The morphological diversity of microglia was observed after CUMS exposure, followed by acute stress re-exposure. (A) IF staining of Iba-1 images showed changes in microglial morphology in the DG of the hippocampus in the control group mice and mice after different durations of CUMS exposure (−). Additionally, changes in microglial morphology after CUMS exposure followed by acute stress (re-)exposure are shown in (+).
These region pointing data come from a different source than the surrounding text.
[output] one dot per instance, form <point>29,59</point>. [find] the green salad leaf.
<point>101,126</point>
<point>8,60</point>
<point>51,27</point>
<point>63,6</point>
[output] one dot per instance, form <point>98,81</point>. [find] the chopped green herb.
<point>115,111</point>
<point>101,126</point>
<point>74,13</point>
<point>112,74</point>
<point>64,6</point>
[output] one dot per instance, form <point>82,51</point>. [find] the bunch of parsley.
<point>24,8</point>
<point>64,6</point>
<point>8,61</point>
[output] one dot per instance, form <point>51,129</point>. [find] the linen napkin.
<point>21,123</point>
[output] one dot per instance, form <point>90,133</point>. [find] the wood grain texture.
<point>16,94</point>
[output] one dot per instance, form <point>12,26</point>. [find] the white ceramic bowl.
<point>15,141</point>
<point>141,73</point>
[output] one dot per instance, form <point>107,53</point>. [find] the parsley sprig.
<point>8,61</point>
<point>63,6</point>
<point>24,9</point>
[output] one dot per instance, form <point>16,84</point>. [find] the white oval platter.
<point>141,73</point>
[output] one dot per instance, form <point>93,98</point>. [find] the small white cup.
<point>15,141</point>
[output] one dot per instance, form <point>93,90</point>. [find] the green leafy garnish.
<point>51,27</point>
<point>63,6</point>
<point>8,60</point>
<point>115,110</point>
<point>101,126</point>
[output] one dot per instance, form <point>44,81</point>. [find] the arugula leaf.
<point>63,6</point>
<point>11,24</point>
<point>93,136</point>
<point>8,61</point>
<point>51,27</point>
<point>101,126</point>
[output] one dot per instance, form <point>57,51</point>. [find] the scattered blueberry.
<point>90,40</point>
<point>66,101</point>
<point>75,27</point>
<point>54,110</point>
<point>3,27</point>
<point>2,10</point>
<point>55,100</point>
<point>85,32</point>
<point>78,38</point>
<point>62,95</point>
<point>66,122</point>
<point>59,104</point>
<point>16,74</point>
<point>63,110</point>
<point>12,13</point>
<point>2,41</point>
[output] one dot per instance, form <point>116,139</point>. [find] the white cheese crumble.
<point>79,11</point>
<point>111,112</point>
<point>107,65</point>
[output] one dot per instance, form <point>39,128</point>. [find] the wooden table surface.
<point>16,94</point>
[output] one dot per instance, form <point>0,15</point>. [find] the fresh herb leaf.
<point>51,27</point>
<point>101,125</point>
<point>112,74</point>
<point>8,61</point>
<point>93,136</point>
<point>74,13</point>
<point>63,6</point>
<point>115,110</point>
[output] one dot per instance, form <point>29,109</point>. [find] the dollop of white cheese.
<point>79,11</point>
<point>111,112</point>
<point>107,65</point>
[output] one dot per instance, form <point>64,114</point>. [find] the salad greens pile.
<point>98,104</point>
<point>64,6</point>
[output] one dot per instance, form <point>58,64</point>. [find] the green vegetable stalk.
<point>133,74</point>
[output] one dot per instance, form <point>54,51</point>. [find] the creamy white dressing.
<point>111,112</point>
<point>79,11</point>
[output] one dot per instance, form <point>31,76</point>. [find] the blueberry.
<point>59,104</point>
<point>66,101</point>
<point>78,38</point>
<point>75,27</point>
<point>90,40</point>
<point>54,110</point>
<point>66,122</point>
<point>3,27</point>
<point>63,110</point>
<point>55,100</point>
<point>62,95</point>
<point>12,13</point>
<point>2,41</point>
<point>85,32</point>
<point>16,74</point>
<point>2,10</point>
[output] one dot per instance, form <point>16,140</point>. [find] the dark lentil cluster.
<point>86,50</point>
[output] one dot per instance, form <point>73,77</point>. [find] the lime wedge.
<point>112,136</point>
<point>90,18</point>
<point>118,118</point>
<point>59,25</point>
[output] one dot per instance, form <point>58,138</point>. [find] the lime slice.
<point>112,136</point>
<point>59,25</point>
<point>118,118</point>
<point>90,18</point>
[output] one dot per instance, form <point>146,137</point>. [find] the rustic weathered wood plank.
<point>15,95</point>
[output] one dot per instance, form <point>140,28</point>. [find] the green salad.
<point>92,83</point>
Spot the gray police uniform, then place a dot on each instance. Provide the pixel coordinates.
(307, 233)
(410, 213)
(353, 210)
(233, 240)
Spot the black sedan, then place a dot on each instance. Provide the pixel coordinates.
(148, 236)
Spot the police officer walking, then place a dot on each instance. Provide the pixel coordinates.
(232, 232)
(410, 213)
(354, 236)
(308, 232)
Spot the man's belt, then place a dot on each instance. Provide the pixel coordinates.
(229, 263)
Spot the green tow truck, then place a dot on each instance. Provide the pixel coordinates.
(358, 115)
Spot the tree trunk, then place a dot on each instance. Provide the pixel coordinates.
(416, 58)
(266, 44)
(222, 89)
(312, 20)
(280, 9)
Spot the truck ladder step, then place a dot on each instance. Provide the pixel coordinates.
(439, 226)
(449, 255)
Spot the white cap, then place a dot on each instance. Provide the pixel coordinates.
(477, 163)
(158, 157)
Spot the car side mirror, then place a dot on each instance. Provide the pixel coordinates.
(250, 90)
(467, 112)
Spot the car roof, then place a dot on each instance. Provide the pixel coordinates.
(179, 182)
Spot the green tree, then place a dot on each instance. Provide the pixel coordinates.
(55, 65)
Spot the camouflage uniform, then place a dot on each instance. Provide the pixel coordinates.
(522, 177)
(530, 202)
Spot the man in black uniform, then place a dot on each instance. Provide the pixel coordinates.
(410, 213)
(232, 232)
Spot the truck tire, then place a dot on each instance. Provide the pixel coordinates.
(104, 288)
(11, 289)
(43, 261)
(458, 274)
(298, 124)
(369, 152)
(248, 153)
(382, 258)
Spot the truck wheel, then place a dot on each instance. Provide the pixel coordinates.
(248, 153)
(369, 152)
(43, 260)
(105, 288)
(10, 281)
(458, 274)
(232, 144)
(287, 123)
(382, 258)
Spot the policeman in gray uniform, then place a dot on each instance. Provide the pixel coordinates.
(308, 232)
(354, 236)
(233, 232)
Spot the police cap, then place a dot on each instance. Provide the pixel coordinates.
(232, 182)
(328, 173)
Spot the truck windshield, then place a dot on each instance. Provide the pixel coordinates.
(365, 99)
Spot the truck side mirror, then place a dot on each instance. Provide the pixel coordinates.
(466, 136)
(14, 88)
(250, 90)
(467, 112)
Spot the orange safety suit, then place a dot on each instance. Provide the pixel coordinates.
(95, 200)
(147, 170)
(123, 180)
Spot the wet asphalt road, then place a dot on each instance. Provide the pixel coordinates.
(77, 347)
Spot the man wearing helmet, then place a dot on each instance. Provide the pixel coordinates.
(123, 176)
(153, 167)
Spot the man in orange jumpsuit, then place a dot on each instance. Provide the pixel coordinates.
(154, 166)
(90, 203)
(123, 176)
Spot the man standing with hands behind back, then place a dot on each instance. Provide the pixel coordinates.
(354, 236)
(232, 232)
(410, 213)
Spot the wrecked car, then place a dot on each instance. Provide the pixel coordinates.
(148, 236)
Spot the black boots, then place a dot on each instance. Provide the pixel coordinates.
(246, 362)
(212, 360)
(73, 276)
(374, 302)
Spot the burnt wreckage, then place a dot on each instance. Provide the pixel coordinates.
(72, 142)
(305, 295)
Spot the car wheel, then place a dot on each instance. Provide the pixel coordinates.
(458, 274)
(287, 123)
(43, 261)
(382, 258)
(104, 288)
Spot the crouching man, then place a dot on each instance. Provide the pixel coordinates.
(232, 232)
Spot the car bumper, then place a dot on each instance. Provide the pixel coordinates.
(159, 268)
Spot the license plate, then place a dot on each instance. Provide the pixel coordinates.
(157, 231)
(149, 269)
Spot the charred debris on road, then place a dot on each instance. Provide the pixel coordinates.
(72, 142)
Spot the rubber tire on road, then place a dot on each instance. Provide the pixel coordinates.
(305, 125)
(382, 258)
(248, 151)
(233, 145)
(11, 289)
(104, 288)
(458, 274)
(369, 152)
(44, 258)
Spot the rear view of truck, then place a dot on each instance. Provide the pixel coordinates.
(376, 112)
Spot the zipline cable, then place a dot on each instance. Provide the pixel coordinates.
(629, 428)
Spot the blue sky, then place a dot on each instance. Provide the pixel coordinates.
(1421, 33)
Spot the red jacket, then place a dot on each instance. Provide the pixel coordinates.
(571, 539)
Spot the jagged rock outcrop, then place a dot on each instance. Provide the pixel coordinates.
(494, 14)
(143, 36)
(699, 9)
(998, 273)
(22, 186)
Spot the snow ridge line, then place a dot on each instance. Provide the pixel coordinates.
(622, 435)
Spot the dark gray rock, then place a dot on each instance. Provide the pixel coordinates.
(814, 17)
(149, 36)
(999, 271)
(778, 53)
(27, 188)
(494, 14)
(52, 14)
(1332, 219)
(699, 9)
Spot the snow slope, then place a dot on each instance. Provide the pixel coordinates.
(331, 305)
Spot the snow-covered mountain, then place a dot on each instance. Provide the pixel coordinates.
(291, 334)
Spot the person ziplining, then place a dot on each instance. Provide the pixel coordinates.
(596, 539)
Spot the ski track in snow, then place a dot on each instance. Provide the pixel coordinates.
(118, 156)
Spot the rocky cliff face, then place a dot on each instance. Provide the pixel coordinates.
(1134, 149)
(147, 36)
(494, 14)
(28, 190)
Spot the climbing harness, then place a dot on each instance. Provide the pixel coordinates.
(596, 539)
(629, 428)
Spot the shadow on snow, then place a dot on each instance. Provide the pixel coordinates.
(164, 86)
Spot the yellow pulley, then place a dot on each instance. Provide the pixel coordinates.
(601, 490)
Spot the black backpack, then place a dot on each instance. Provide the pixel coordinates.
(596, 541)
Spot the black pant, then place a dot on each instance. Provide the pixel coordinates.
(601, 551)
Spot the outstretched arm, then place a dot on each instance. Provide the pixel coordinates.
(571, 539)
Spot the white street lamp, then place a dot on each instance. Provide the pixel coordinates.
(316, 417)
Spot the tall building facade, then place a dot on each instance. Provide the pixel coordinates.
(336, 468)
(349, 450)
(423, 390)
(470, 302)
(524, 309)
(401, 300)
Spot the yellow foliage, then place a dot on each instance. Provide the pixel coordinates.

The images show only the left side of the DG (scale bar = 20 µm). (B) The branch number of microglia showed different fluctuation patterns after different durations of CUMS exposure, while no significant difference was observed after 6 weeks of CUMS exposure (Table S1O, n = 3 for each group). (C) No significant difference in the branch number of microglia was observed between the control group mice exposed to acute stress and those not exposed (Table S1P, n = 3 for each group). (D) After CUMS exposure followed by acute stress re-exposure, the branch number of microglia showed a converse fluctuation pattern compared to those not exposed to acute stress in respective CUMS group mice, while no significant difference was observed after 6 weeks of CUMS exposure followed by acute stress re-exposure (Table S1Q). Statistical analysis was performed using two-way ANOVA followed by Bonferroni’s post-hoc test. Data are presented as the mean ± SEM. Each sample was obtained from at least 18 images; * p < 0.05, ** p < 0.01.